California Contractors Permit Bond Guide
Permit bonds, also known as license bonds, are a type of surety bond often required by the government to be granted a permit to begin work on a project. While they are similar to other types of surety bonds required in the construction industry, they do have several key differences that are important to understand.
What Is a Permit Bond?
In the construction industry, a permit bond is a type of commercial surety bond typically required by a local municipality, state or federal agency as a condition for obtaining a permit for certain projects. When required, license and permit surety bonds provide a form of financial guarantee for the entity requesting the bond (the obligee), that a contractor (or property owner) will comply with all applicable laws, ordinances and building codes related to the project being performed, in much the same way as a license bond ensures ongoing legal compliance for contractors. Like other surety bonds, these bonds are generally fully indemnified and must be paid back to the surety in the event of a viable claim payout, unlike insurance. Examples of common permit bonds in the construction industry include grading bonds, excavation bonds and encroachment bonds.
What Is the Process for Obtaining a Permit Surety Bond?

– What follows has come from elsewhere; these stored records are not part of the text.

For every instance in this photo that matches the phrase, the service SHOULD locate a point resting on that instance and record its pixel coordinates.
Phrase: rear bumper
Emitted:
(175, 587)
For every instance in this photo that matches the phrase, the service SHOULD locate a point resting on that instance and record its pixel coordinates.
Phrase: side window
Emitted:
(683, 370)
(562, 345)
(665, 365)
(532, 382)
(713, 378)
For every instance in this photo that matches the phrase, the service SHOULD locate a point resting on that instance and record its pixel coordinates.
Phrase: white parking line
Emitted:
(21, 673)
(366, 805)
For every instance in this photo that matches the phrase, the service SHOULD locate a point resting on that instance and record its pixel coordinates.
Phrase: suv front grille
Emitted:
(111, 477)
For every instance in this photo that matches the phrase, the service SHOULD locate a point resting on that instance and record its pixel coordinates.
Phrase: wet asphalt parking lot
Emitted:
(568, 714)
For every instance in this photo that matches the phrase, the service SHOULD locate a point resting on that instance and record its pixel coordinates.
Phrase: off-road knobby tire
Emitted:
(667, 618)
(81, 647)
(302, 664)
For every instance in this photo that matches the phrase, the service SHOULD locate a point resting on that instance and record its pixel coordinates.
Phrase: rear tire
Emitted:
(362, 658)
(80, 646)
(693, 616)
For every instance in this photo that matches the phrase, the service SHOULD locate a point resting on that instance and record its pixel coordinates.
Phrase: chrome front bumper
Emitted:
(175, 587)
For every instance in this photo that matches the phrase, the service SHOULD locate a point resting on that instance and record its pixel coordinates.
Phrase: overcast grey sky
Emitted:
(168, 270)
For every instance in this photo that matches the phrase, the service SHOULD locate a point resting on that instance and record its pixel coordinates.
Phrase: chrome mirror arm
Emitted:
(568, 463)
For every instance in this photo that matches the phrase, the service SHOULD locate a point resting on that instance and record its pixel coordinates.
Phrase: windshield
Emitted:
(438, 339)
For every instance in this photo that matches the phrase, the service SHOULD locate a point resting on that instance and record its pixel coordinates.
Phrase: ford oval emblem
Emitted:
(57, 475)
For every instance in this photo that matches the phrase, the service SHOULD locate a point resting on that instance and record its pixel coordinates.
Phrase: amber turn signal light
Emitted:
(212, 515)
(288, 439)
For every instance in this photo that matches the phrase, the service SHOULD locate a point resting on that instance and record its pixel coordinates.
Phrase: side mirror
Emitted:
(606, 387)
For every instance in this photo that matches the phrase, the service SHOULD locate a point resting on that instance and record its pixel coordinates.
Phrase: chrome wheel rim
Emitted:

Depending on the type of bond being requested, the permit bonding process begins with properly identifying the appropriate surety bond being required, as well as the bond amount. Contractors can usually obtain documents containing this information from the government entity requiring the permit surety bond. These documents generally include the bond request form which outlines the bond being requested, a letter stating the particular bond requirements and the bond form required by the entity requesting the bond. Once our underwriters have this information, the process to quote and issue many permit bonds is relatively simple depending on several factors including the bond size and the applicant’s ability to be bonded.
License and Permit Bonds vs Insurance
Although these types of bonds can be considered to be a kind of insurance, permit bonds and insurance are not identical products. A permit surety bond is an indication to consumers that money has been set aside by a company as protection if a contractor does not follow through on what they say they will do, or other issues arise. They are important for protecting the parties involved from loss.
How Much Do License and Permit Bonds Cost?
Most permit surety bonds can be issued right away, without underwriting, typically for just 1% of the total bond amount. For example, if your required bond amount is $10,000, you will only need to pay a $100 premium.
Although most permit bonds can be issued right away, there are situations where the bond must be reviewed by an underwriter before the final cost can be determined. When bond purchasers are evaluated, the price that they will end up paying is mainly dependent on their current credit score. The better their credit score, the lower the premium they will be required to pay.
While credit is an important determining factor, underwritten bonds can still be purchased with bad credit. The downside is that they will cost more than someone purchasing a bond with good credit might have to pay.
Common Types of Permit Surety Bonds:
Grading bonds are generally required for projects over a specified size where a contractor or property owner is seeking a grading/building permit. The bond ensures that the work being done is performed according to the approved set of plans specified in the permit.
An encroachment bond is often required on certain projects where work being performed on private property could encroach upon government land. The bond ensures that government land is protected in the event it is intentionally or unintentionally altered or damaged in the construction process.
An excavation bond is a type of permit surety bond required in connection with earth moving activities.